Psychology and Ethics — The Trolley Problem
Picture the scene. You are a lone passerby in a street where a tram is running along a track. The driver has lost control of it. If the tram continues along its current path, the five passengers will die in the ensuing crash. You notice a switch which would allow the tram to move to a different track, where a man is standing. The collision would kill him but would save the five passengers. Do you press the switch?
This thought experiment has been discussed in various forms since the early 1900s. Psychologists and ethicists have discussed the trolley problem at length, often using it in research. It raises many questions, such as:
- Is a casual observer required to intervene?
- Is there a measurable value to human life? I.e. is one life less valuable than five?
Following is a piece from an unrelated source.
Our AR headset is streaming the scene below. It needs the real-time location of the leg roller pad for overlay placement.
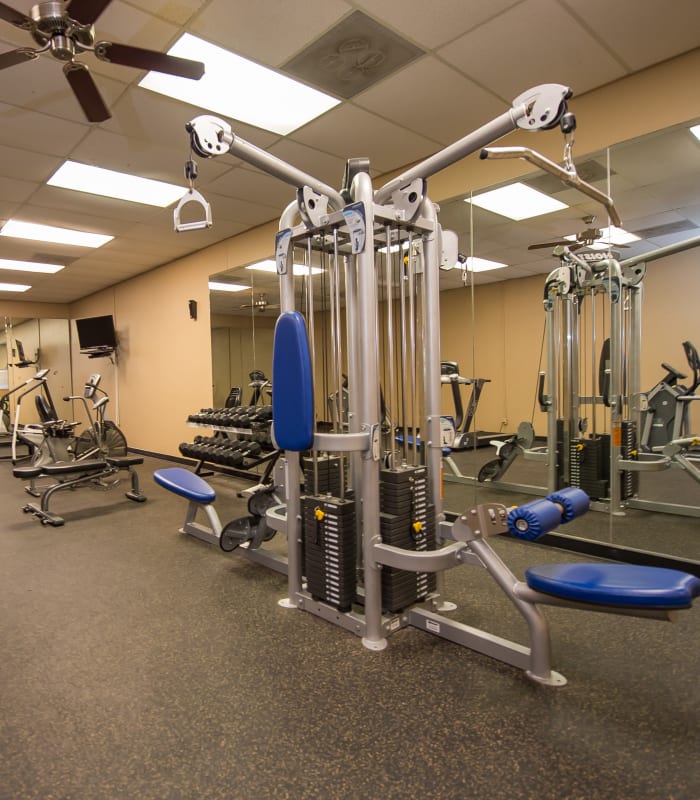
[546,486,590,523]
[508,499,562,542]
- How would the situation differ if the observer were required to actively push a man onto the tracks rather than pressing the switch?
- What if the man being pushed were a ‘villain’? Or a loved one of the observer? How would this change the ethical implications?
- Can an observer make this choice without the consent of the people involved?
Research has shown most people are far more willing to press a switch than to push someone onto the tracks. This changes if the man is a ‘villain’- people are then far more willing to push him. Likewise, they are reluctant if the person being pushed is a loved one.
In Incognito: The Secret Lives of The Brain, David Eagleman writes that our brains have a distinctly different response to the idea of pushing someone and the idea of pushing a switch. When confronted with a switch, brain scans show that our rational thinking areas are activated. Changing pushing a switch to pushing a person and our emotional areas activate. Eagleman summarizes that:
People register emotionally when they have to push someone; when they only have to tip a lever, their brain behaves like Star Trek’s Mr. Spock.
The trolley problem is theoretical, but it does have real world implications. For example, the majority of people who eat meat would not be content to kill the animal themselves- they are happy to press the switch but not to push the man. Even those who do not consume meat tend to ignore the fact they are indirectly contributing to the deaths of animals due to production quotas, which mean the meat they would have eaten ends up getting wasted. They feel morally superior as they are not actively pushing anyone onto the tracks, yet are still like an observer who does not intervene in anyway. As we move towards autonomous vehicles, there may be real life instances of similar situations. Vehicles may be required to make utilitarian choices – such as swerving into a ditch and killing the driver to avoid a group of children.
Although psychology and ethics are separate fields, they often make use of the same thought experiments.
““Ford!” he said, “there’s an infinite number of monkeys outside who want to talk to us about this script for Hamlet they’ve worked out.”
— Douglas Adams, The Hitchhiker's Guide to the Galaxy
The Infinite Monkey Theorem and Mathematics
The infinite monkey theorem is a mathematical thought experiment. The premise is that infinite monkeys with typewriters will, eventually, type the complete works of Shakespeare. Some versions involve infinite monkeys or a single work. Mathematicians use the monkey(s) as a representation of a device which produces letters at random.
In Fooled By Randomness, Nassim Taleb writes:
If one puts an infinite number of monkeys in front of (strongly built) typewriters, and lets them clap away, there is a certainty that one of them will come out with an exact version of the ‘Iliad.’ Upon examination, this may be less interesting a concept than it appears at first: Such probability is ridiculously low. But let us carry the reasoning one step beyond. Now that we have found that hero among monkeys, would any reader invest his life’s savings on a bet that the monkey would write the ‘Odyssey’ next?
The infinite monkey theorem is intended to illustrate the idea that any issue can be solved through enough random input, in the manner a drunk person arriving home will eventually manage to fit their key in the lock even if they do it without much finesse. It also represents the nature of probability and the idea that any scenario is workable, given enough time and resources.